User Stories: What Should We Test?

Wednesday, 7 May, 2014

During a recent training course, I was asked a great question. “Should the acceptance criteria on a user story reflect acceptance of the “I want to…” or the “So that”?

As I paused for thought, my first reaction was the latter. My instinct led me to believe that the acid test is the business value has been delivered, or some resultant benefit can be identified. This has the benefit of giving the team more freedom to explore various solutions to solve the problem in hand. 

In my training classes, I ask the class to write a user stories for delivering “a cup of tea”. An example of a frequent response to this exercise is:

“As a thirsty person I want a cup of tea so that I can quench my thirst”.

This is a great example to debrief during the class for number of reasons. Firstly, user stories should promote conversations around problems, before solutions. If the benefit to a thirsty person is having their thirst quenched, then tea may not be the best (cheapest, simplest) solution. Cold water, or a soft drink may suffice.

Equally, the “user” here is equally important to query.  A ‘thirsty person’ will be looking for different benefits than a ‘tea connoisseur’ for example.

But how can you test thirst quenching successfully? Is there a risk that the team could solves the problem, but isn’t the right solution for the customer or the product. I think that is a risk. I believe teams should have freedom to discuss various solutions, but that discussion should diverge on an outcome agreed by both team and Product Owner, as part of the grooming/refining process. 

As a result of this great question, I have tried to consolidate my thinking into some simple tips for scrum teams to use in preparing stories ‘ready’ for sprint planning:

1) Start with WHO and WHY first. A product owner should be able to do this in isolation, and present this to the team.

“As a thirsty person, I want …. so that I can quench my thirst” 

2) Discuss the WHAT. This has to be a collaborative effort between team and Product Owner. There may be various options, designs, solutions, and estimates in play.

“As a thirsty person, I want a cold beer so that I can quench my thirst"

3) Then write and agree on acceptance criteria based on the proposed solution. This allows the team to nail down more testable criteria that will deliver the benefit required. Again, another collaborative negotiation between team and Product Owner.

Is the beer served between 4-8 degrees celsuis?

Is the beer served in a glass?

Is the amount of beer between 250ml-350ml?

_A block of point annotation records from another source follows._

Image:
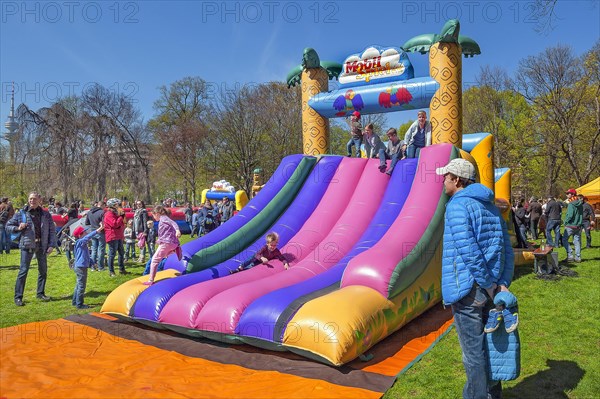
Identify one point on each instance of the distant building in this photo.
(12, 127)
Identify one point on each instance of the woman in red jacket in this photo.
(114, 228)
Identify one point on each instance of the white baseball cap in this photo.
(459, 167)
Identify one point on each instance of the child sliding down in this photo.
(168, 240)
(264, 255)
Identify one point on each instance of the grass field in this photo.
(559, 328)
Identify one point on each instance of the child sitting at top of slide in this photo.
(168, 240)
(264, 255)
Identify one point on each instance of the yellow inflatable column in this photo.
(483, 153)
(315, 128)
(445, 66)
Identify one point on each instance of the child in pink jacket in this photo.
(168, 239)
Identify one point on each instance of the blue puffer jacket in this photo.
(476, 244)
(27, 240)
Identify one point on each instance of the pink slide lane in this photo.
(222, 313)
(184, 307)
(375, 268)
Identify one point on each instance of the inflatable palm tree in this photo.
(314, 76)
(445, 66)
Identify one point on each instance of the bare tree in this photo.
(117, 124)
(556, 82)
(180, 129)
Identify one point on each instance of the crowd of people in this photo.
(538, 217)
(106, 226)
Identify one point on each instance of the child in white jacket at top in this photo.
(168, 239)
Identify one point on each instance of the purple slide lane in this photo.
(281, 175)
(152, 300)
(185, 305)
(376, 267)
(267, 317)
(221, 314)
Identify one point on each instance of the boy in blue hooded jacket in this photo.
(477, 262)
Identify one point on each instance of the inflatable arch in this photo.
(359, 271)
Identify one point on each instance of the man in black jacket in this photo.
(535, 212)
(38, 236)
(553, 221)
(93, 219)
(588, 220)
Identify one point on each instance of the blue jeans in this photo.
(588, 233)
(553, 225)
(81, 273)
(114, 247)
(4, 240)
(523, 231)
(470, 316)
(412, 151)
(357, 143)
(26, 257)
(98, 250)
(576, 233)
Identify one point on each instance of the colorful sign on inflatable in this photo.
(376, 65)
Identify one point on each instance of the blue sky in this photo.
(56, 48)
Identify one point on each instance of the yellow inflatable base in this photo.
(120, 301)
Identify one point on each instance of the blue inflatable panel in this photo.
(151, 302)
(273, 311)
(377, 98)
(281, 175)
(472, 139)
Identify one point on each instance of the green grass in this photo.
(59, 286)
(559, 328)
(559, 325)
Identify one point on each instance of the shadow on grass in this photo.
(562, 376)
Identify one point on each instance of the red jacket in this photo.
(114, 226)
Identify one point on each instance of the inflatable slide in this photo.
(364, 251)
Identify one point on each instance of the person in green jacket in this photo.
(573, 223)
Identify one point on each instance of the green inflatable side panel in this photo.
(252, 230)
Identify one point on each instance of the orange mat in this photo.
(94, 356)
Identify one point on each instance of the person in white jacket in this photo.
(417, 136)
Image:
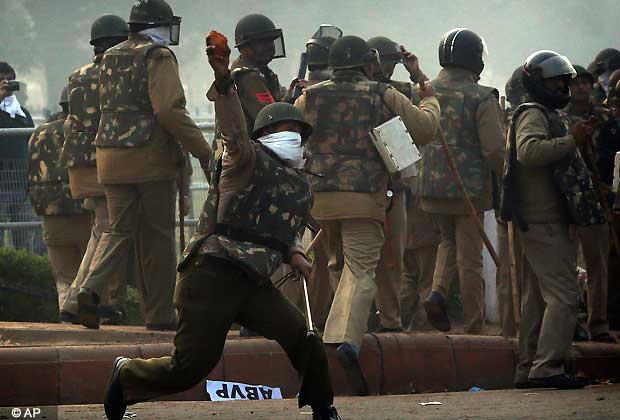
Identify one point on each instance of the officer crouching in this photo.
(257, 207)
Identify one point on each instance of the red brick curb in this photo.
(393, 364)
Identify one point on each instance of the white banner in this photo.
(231, 391)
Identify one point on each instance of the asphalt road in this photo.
(600, 402)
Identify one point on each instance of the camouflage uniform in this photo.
(595, 239)
(255, 210)
(472, 124)
(79, 155)
(65, 223)
(142, 107)
(351, 198)
(390, 268)
(554, 191)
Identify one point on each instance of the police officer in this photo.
(79, 155)
(604, 64)
(553, 191)
(319, 289)
(142, 108)
(259, 42)
(472, 124)
(351, 191)
(257, 207)
(66, 224)
(317, 51)
(516, 95)
(594, 239)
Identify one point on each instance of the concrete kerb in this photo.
(393, 364)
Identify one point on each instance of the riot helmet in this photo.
(108, 26)
(278, 112)
(64, 96)
(462, 48)
(259, 33)
(317, 47)
(155, 13)
(546, 64)
(603, 59)
(583, 72)
(350, 52)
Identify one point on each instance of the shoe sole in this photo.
(354, 374)
(435, 315)
(119, 362)
(88, 312)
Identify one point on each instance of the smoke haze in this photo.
(45, 40)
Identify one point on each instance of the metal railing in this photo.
(21, 227)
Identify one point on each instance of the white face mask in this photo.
(11, 106)
(160, 34)
(603, 80)
(287, 145)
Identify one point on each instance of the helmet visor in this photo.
(328, 31)
(268, 44)
(557, 66)
(175, 30)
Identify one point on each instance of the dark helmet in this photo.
(64, 96)
(515, 91)
(614, 81)
(350, 52)
(389, 51)
(278, 112)
(462, 48)
(259, 27)
(317, 47)
(547, 64)
(153, 13)
(108, 26)
(583, 72)
(605, 59)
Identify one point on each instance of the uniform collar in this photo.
(458, 74)
(349, 75)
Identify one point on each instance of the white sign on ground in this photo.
(231, 391)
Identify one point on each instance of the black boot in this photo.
(113, 400)
(326, 414)
(347, 356)
(435, 307)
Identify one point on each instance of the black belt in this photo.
(248, 236)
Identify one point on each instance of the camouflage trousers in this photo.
(116, 286)
(549, 300)
(66, 238)
(210, 295)
(141, 227)
(354, 249)
(389, 271)
(595, 245)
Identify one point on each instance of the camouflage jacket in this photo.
(48, 180)
(570, 176)
(343, 111)
(256, 87)
(83, 120)
(127, 118)
(260, 224)
(459, 100)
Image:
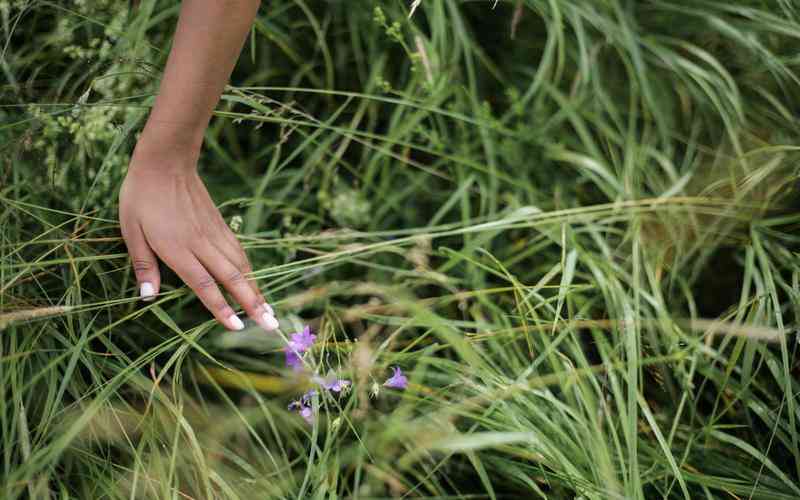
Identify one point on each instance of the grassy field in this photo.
(574, 224)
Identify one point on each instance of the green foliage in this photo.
(572, 223)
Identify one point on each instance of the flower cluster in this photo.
(301, 342)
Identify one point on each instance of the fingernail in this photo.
(270, 323)
(235, 322)
(146, 291)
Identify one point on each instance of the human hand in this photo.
(166, 211)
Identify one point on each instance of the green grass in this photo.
(581, 242)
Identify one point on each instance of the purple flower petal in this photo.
(336, 385)
(302, 341)
(293, 361)
(306, 399)
(307, 414)
(398, 380)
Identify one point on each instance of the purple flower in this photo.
(293, 361)
(304, 406)
(331, 382)
(306, 399)
(307, 414)
(398, 380)
(302, 341)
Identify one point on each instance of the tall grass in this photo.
(573, 223)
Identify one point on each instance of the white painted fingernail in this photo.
(270, 323)
(146, 291)
(235, 322)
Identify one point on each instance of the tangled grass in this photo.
(572, 223)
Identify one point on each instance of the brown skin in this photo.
(165, 210)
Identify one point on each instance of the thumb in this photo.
(144, 261)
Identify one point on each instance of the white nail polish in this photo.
(270, 323)
(235, 322)
(146, 291)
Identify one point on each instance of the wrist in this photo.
(168, 146)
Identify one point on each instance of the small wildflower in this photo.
(302, 341)
(306, 399)
(375, 390)
(304, 406)
(293, 361)
(332, 383)
(299, 343)
(397, 380)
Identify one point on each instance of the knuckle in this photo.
(204, 282)
(222, 307)
(234, 278)
(140, 265)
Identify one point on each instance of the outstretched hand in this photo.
(166, 213)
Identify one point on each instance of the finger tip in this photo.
(147, 291)
(269, 322)
(234, 323)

Is the beer between 4% - 5% alcohol?

I think can get accept more uncertainty in potential solutions and acceptance criteria further down the backlog, so the rule of common sense applies on applying this to larger, less important backlog items.Whilst there is certainly no precise science to writing a user story, my opinion is there are good tactics you can apply to maximizing their benefit within a team.  

Just remember - “there is no perfect user story”.